The results of the current study are in agreement with those reported in the literature.18,31–36 In all the referenced cases, rosuvastatin was a dominant or cost-effective choice under different assumptions regarding doses, the perspective of analysis, and the characteristics of the population involved. From a clinical perspective, that is due to the fact that rosuvastatin represents an advanced therapy from a pharmacological and clinical point of view relative to the other agents in this class, possesses a greater number of binding interactions with 3-hydroxy-3-methylglutaryl coenzyme A reductase, and has the longest terminal half-life among the statins.37 From an economic perspective, because rosuvastatin has a higher capacity to reduce LDL-C in relation to other statins, it minimizes the frequency of costly events, such as stroke and acute myocardial infarction.
Any model is, by necessity, a simplification of the process it tries to simulate, so it was necessary to make assumptions when constructing the model. Cardiovascular disease is quite a complex situation and the probability of experiencing or avoiding an event is subject to variability. CVD risk is affected by several risk factors, including comorbidities, demographic characteristics, dietary habits, treatment switches amongst statins, and dose titrations. In this light, the analysis was limited to high-risk patients who were nonsmokers with a mean age of 70 years. In addition, quality of life with regard to patient age (in the case of no event) was ignored in the present analysis. Utility decrements for the rest of the states were set equal for all comparators to avoid possible bias. The event rates used take into consideration the risk profile of patients and the model was based on widely accepted data.
The model assumed that a patient would be treated for the whole duration of interest from the start to the end of the model or death. Hence, no switching between treatments was allowed. The reason for this was the lack of appropriate data to populate this type of complex management. Furthermore, the analysis used suffers from drawbacks and limitations that are common in studies using similar methodologies. It does not represent experimental research, but instead is based on a model populated with data reported in the literature and on various assumptions, so may suffer from biases. Standard recommendations were followed to limit possible sources of bias. Thus, a systematic review and assessment of the evidence was performed and stochastic analysis was used to draw robust conclusions. This methodology and the modeling approach represent a reasonable substitute for direct real-life comparisons between these treatments. The model allows a relative risk to be applied to each year of risk of cardiovascular events for men and women separately. The assumptions in the model were extracted from the literature and were designed to be easily tested.

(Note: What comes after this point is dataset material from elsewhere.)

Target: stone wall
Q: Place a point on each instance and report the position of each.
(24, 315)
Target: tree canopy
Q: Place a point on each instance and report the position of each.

The results have to be considered strictly in the Greek setting and on the basis of resources and drug prices. If any of the underlying parameters change, so may the results and the conclusions of the analysis. Finally, we confined the analysis to sickness funds and not society overall. A broader analysis could be the goal of research in the future.
Rosuvastatin may represent an attractive option compared with the most likely alternative existing therapies used in the primary and secondary prevention of cardiovascular events in the National Health Service of Greece.
This study was funded by Astra Zeneca, Greece.